We raken geanimeerd aan de praat en, hoe kan het ook anders, we gaan al snel de diepte in. Ik vraag hem of hij eens uit wil leggen wat zijn socratische gespreksvoering precies inhoudt.
“Natuurlijk”, zegt hij. “Maar voordat ik begin, dit even terzijde: Socrates is zo’n lange naam. Ik stel voor dat je mij Soof noemt. Al mijn Atheense vrienden doen dat ook. Soof, afgeleid van filosoof, bekt gewoon wat lekkerder.”
Dan begint de bebaarde wijsgeer te vertellen. ”Zoals je misschien weet heb ik zelf niets op schrift gesteld. Dat heeft een reden. Ik geloof namelijk dat ware kennis niet alleen uit boeken komt, maar ook uit het gezamenlijk onderzoeken van ideeën. En dat doe ik via het stellen van vragen. Je kunt zo’n gesprek zien als een wandeling langs een kronkelig pad. Je weet niet precies waar het heengaat, maar elke vraag roept weer een nieuw vergezicht op. Het gaat er niet om gelijk te krijgen. Veeleer is het een uitnodiging om dieper te kijken naar wat je precies denkt en waarom.
Daarbij is aandachtig luisteren minstens zo belangrijk als het stellen van vragen. Want alleen in echte aandacht hoor je wat er onder de woorden leeft. In die rust worden aannames zichtbaar, woorden vallen op hun plaats en er ontstaat ruimte voor nieuwe inzichten. Zo wordt het gesprek zelf een oefening in wijsheid.
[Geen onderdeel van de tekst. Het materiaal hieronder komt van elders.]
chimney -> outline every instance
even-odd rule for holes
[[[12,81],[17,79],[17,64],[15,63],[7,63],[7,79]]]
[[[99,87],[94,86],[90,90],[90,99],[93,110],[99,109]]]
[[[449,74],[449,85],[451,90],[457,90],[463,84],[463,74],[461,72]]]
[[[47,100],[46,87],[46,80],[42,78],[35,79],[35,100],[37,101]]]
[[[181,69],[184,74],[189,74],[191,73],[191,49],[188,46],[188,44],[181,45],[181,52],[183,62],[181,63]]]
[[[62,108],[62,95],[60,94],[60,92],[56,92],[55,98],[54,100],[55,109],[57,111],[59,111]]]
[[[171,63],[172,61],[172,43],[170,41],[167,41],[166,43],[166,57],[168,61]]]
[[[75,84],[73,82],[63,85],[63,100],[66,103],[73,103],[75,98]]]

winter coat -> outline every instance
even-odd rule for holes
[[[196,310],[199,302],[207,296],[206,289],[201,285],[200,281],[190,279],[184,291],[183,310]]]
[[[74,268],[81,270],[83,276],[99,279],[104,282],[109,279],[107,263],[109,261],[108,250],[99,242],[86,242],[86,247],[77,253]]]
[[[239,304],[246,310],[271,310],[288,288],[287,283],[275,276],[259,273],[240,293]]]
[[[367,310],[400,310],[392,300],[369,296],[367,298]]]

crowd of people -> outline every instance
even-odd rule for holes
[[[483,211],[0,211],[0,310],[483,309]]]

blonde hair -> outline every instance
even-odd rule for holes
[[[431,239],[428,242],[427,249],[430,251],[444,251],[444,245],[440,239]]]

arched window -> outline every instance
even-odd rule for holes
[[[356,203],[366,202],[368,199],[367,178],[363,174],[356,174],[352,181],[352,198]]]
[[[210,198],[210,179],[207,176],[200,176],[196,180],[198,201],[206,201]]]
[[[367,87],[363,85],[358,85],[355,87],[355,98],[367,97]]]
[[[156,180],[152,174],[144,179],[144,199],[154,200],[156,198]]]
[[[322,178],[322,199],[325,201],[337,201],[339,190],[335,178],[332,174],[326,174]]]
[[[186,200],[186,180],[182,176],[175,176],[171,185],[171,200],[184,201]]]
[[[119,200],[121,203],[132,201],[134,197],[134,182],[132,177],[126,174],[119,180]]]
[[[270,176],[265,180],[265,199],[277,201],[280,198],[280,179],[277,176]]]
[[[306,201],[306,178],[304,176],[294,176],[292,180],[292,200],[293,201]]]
Ik zeg altijd tegen mijn leerlingen: trage vragen vragen om trage antwoorden.”
“Wat heb je jouw methode duidelijk uitgelegd“ verzucht ik. “Ach, ik ben niet voor niets filosoof” grinnikt hij.
“Soof”, zeg ik, “Vaak zie ik dat mensen in een discussie bij voorbaat al een oordeel hebben. Ze willen de ander overtuigen of, erger nog, hun mening opdringen. Hoe anders zou de maatschappij eruit zien als we op jouw manier de dialoog zouden aangaan. Ik moet eerlijkheidshalve wel zeggen dat het mij niet eenvoudig lijkt om deze methode goed toe te passen.”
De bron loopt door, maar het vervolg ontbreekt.